The study focused on three areas around the Fukushima nuclear plant: one with the highest level of contamination and no human access, one with intermediate contamination and limited human access, and one with "background" radiation and open human access.
Placing 120 cameras around these spots, the authors sat back and waited. In areas where humans had been evacuated, they found no evidence that radiation had impacted mammal or bird communities.
While previous research has focused on identifying the presence and health of individual animals, this is one of the few studies to look at the population numbers as a whole.
This data, the authors say, provides unique evidence that human abandonment has more of an effect on animal populations than radiological exposure.
Similar to Chernobyl, which is now inhabited by brown bears, bison, wolves, lynxes, Przewalski horses, and more than 200 bird species, animals are also returning to Fukushima, especially in places off-limit to humans.
Wild boar, for instance, were up to four times more abundant in the Fukushima exclusion zone compared to the area controlled by humans.
"Similarly," the authors write, "the comparatively higher abundance of raccoons, a non-native generalist mesocarnivore, as well as macaques may be explained by exploitation of previously unavailable resources at the interface of rural development and wildlands."
In comparison, radiation levels and the geography of the region showed little influence on the distribution and abundance of these species.
"The terrain varies from mountainous to coastal habitats, and we know these habitats support different types of species. To account for these factors, we incorporated habitat and landscape attributes such as elevation into our analysis," explains Beasley.
"Based on these analyses, our results show that level of human activity, elevation and habitat type were the primary factors influencing the abundance of the species evaluated, rather than radiation levels."
The only real exception was the serow, which is a goat-like mammal native to Japan. Normally, this species doesn't like to be around humans, but on camera, the serows kept showing up in settled areas.

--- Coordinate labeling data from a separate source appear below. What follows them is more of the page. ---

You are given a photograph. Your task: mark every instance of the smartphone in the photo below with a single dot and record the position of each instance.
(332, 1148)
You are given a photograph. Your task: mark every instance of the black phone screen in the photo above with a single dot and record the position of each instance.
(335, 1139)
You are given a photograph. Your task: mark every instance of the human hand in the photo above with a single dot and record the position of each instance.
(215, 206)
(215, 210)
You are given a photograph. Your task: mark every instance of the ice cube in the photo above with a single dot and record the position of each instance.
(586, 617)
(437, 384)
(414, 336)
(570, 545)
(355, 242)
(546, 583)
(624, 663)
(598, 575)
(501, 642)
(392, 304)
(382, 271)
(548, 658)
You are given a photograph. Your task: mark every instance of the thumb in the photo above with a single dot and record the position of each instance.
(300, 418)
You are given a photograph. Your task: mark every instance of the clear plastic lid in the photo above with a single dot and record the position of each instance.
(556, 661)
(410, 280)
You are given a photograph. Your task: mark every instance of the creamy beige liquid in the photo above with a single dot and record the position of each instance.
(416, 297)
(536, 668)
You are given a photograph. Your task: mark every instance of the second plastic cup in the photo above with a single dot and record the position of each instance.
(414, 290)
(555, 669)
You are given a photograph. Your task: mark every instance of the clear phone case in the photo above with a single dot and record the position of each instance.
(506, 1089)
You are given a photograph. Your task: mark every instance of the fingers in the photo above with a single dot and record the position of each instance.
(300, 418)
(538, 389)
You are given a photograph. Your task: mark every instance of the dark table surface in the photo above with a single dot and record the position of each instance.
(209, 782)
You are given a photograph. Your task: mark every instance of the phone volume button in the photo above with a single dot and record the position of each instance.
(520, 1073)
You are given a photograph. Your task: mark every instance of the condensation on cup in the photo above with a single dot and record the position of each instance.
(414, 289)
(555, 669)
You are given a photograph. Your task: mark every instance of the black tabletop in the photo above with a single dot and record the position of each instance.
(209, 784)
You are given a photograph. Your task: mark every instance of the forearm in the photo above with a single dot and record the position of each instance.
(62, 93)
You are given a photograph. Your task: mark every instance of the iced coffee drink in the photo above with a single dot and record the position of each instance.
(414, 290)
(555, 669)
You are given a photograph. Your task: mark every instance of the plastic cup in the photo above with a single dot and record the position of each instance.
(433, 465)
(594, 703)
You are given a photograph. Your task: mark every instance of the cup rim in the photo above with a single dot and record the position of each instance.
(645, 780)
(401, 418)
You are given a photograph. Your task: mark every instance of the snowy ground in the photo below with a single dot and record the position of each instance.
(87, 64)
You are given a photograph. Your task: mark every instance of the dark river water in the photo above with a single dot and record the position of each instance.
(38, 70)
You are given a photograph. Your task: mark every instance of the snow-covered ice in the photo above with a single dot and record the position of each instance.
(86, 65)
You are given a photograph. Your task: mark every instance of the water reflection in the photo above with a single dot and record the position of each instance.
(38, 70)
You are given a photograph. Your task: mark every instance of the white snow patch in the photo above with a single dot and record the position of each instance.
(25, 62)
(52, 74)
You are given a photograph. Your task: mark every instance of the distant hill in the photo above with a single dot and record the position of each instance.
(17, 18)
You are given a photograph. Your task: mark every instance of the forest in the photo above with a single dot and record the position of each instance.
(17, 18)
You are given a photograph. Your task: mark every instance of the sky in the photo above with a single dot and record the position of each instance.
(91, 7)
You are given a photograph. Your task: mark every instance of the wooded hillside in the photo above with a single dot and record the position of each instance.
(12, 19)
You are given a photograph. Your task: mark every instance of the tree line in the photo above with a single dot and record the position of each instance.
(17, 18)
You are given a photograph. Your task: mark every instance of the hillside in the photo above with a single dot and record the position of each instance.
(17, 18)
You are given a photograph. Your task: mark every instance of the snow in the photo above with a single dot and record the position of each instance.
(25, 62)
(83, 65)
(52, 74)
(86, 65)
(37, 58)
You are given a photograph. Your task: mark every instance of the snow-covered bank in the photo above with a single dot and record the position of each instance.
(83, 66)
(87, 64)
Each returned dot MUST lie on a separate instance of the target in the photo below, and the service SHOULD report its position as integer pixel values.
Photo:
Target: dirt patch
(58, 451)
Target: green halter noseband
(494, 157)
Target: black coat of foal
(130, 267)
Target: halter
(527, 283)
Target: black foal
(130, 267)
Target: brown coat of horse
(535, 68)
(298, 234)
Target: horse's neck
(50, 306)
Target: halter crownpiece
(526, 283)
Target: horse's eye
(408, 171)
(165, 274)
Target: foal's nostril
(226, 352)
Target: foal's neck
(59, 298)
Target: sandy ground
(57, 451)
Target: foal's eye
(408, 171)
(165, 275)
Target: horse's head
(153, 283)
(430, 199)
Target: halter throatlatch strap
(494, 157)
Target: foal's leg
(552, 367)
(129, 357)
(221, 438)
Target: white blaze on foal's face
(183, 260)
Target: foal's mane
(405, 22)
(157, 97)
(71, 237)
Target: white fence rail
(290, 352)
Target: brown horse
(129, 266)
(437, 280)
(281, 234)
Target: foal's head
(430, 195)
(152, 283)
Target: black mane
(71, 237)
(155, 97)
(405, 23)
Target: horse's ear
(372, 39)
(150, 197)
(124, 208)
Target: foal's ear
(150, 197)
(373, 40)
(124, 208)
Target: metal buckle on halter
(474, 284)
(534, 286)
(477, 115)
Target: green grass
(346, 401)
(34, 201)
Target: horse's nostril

The authors think this is probably because the uninhabited areas were home to an abundance of boar, which might have been enough competition to keep the serow out.
To be fair, the researchers didn't examine the health of individual species. But if these animals are suffering ill effects from radiation, it's not showing up at a population level, nor does it appear to impact their abundance in the long-term - far from it.
The study was published in Frontiers in Ecology and the Environment.